Well our cycle Roscoff to Budapest has begun!
The map shows Véloroute 6 from Nantes to Budapest, however, we have to first cycle from Roscoff to meet it at Nantes.
Here is our rough plan:
We travelled by ferry from Cork to Roscoff leaving at 4pm Saturday, arriving at 6am Sunday morning. Disembarking at 6am meant a 5am rise to be showered, breakfasted and ready by the bikes when the ship docked. The crossing was perfect, just a tiny bit of consistent gentle movement in the water but no bother, thankfully we had berths, I felt sorry for people for whom reading the sign ‘No berths are available on this crossing’ was relevant. Happily we had booked early enough when berths were still available. More to come on not booking accommodation!
We cycled forth from the bowels of the ship and were blessed with a lovely sunny morning. We were very quickly into rolling hills, plenty of up and down. Having reached Morlaix we stopped for a coffee break (and boulangerie for necessary fuel).
Day 1 as the crow would fly on a bike. We are no crows. Ours was longer as we took a less direct route from Callac to Carhaix.
On our way into Morlaix, a ‘Petit Tour De France’, a large collection of of antique vehicles of all sorts – old fire engines, buses, old sports cars, antique cars with many equally antique drivers, passed us. Everyone waved as they passed. After the first hundred, I gave up waving back.
After our Morlaix coffee stop we cycled on and have just arrived in Callac. We are living in hope of our dejeneur here. We arrived just after 1.30pm and the only restaurant open in the small village (or maybe very small town) was busy. Mr ‘Callac restaurant owner’ has sent us to the terrace and told us to wait vingt minutes. We are waiting and hungry but hopeful! You might wonder why we left it so late to stop. We are in very rural France and this has been the first any sort of restaurant we have seen since Morlaix. That’s one disadvantage of staying off the car routes, we might have to go a little less rural!
Well we are now beautifully fed. Unusually it was a Basque restaurant. We had the lunch menu – €12.50 for lovely starter and main course. We shared a Basque cake which was great. Well we can’t be eating pastries at every stop or we’ll be soon carrying more weight than we started out with – We’re all for making this cycling easier i.e. carrying minimum weight on the bikes. That rule doesn’t just apply to the panniers 🙂
From our previous cycle through France, knowing how rural some of the places we cycled through were, we had gotten into the habit of always booking accommodation ahead for the next night. We somehow had unlearned this habit. Though we meant to, we hadn’t pre-booked accommodation for tonight. Thankfully with good data available, we searched for accommodation nearby for tonight and though very little was available we called the nearest at Carhaix. With my best ‘Parlez vous Anglais’, an Irish voice answered. Daria Roche from Dalkey and her Irish husband were running a B&B in Carhaix. She was delighted to hear an Irish voice and though technically closed, she immediately booked us a room. Given that the web said they also had a restaurant, I enquired re dinner and she said they were closed that night and nowhere in the village was open given it was a holiday weekend. She and her husband were going out for dinner and suggested that she could make a sandwich and have some cake for us. Given how exhausted we were plus the fact we had just had a decent lunch I said that would be perfect.
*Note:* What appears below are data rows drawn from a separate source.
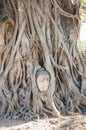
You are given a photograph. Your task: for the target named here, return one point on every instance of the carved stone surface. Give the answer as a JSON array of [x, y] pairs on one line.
[[42, 79]]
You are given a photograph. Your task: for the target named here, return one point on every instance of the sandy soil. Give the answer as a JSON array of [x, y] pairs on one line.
[[74, 122]]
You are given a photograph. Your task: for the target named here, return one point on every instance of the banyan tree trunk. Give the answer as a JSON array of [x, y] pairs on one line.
[[41, 70]]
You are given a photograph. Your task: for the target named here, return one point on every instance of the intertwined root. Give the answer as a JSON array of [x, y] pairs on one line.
[[40, 33]]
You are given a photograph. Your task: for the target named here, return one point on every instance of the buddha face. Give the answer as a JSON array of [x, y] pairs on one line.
[[43, 80]]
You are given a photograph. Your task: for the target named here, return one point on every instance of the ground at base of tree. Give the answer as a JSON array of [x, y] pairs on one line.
[[73, 122]]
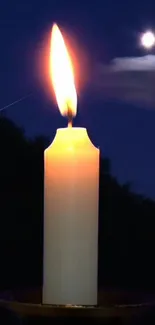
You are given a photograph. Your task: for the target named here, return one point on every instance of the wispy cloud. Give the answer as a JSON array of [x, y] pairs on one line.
[[129, 79]]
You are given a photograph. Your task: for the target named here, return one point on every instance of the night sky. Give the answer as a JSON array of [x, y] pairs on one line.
[[97, 31]]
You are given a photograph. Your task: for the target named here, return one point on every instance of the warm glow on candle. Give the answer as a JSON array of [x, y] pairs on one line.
[[62, 75]]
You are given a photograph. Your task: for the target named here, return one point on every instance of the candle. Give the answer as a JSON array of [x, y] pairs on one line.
[[71, 186]]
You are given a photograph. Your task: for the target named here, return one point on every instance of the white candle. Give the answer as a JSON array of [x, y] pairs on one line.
[[71, 186]]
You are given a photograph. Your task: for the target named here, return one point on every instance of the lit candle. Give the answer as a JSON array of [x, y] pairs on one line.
[[71, 187]]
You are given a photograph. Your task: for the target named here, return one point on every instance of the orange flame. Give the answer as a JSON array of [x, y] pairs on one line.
[[61, 72]]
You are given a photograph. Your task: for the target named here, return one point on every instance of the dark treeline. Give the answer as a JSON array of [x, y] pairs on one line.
[[126, 223]]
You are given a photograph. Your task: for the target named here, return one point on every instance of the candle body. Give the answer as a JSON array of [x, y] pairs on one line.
[[71, 195]]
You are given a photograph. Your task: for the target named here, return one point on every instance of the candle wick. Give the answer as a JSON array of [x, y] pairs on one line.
[[70, 118]]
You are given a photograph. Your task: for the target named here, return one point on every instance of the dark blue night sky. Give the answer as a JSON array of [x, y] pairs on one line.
[[100, 31]]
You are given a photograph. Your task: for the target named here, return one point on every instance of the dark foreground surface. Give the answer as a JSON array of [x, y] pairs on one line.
[[23, 313], [115, 307]]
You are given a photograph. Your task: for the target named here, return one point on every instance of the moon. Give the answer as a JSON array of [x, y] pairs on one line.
[[148, 40]]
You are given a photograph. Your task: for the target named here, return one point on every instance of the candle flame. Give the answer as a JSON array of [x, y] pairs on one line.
[[62, 75]]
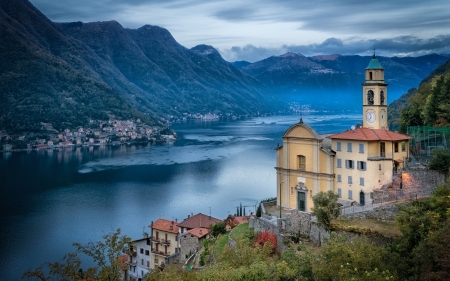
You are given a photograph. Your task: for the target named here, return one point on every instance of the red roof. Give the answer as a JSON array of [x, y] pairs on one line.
[[123, 262], [370, 135], [165, 225], [198, 220], [199, 232]]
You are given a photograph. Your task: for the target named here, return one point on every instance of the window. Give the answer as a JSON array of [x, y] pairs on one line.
[[370, 97], [349, 164], [301, 162], [362, 165]]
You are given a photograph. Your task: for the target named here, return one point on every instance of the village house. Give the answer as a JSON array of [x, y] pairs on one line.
[[353, 164], [164, 242], [192, 241], [139, 258]]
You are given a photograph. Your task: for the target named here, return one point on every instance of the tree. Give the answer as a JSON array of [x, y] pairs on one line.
[[259, 211], [326, 208], [432, 257], [440, 161], [104, 254], [267, 237], [342, 260]]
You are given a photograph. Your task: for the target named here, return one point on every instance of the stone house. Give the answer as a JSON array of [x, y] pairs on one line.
[[192, 241]]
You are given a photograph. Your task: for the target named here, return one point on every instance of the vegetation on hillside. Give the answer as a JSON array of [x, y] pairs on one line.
[[430, 104], [420, 253]]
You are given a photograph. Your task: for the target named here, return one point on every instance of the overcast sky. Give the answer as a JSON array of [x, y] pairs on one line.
[[255, 29]]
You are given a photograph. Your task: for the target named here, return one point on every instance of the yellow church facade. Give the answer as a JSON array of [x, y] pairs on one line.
[[352, 164]]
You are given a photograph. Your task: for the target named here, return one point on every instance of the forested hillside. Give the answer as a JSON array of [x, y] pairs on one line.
[[430, 104], [66, 74]]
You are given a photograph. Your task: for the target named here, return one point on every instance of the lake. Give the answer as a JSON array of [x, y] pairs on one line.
[[50, 199]]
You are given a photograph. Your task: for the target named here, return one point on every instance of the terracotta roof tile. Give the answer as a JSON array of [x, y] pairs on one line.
[[199, 232], [370, 135], [165, 225], [123, 262], [198, 220]]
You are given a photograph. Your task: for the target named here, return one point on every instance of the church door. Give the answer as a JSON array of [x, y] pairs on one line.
[[362, 200], [301, 201], [382, 149]]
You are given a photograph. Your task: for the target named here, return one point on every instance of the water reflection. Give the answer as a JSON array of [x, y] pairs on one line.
[[51, 198]]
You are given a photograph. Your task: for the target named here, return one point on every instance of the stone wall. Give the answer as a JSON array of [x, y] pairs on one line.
[[383, 213], [189, 244], [304, 225]]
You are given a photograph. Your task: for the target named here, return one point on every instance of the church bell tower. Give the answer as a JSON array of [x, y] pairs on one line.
[[375, 97]]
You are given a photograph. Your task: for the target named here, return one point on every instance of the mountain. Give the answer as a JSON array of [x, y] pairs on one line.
[[69, 73], [336, 78], [430, 103], [43, 78]]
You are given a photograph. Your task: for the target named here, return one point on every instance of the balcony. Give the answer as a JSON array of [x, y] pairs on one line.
[[161, 253], [380, 156], [154, 239], [165, 242]]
Well fed from lunch plus now with a bed plus hoping the forecast had got it wrong re rain in the afternoon, we set out for the cycle to the Irish B&B. Unfortunately the forecast won, it started to rain, sometimes hail. We took a more circuitous route than shown above, it ended up being a very, very hilly cycle to Carhaix. (It would have been hilly by any route though.) Nevertheless we stuck with it up hill and down dale in the rain and eventually two wet cyclists arrived at 5.10pm just in time since the owners were leaving at 5.15pm.
The prospect of a wash, a bed, a sandwich and sleep was sheer bliss. Well that was the prospect for me – Denis who runs a minimum of 5k every single day had to include the prospect of a run. Sometimes I think he needs canonisation or certification… at least, some kind of ation!
Having relearned the rural France lesson we booked Monday night’s accommodation before we were both snoring by 10pm.
Strava’s profile of Day 1’s route, total elevation gain approx equivalent to climbing Carrauntouhill.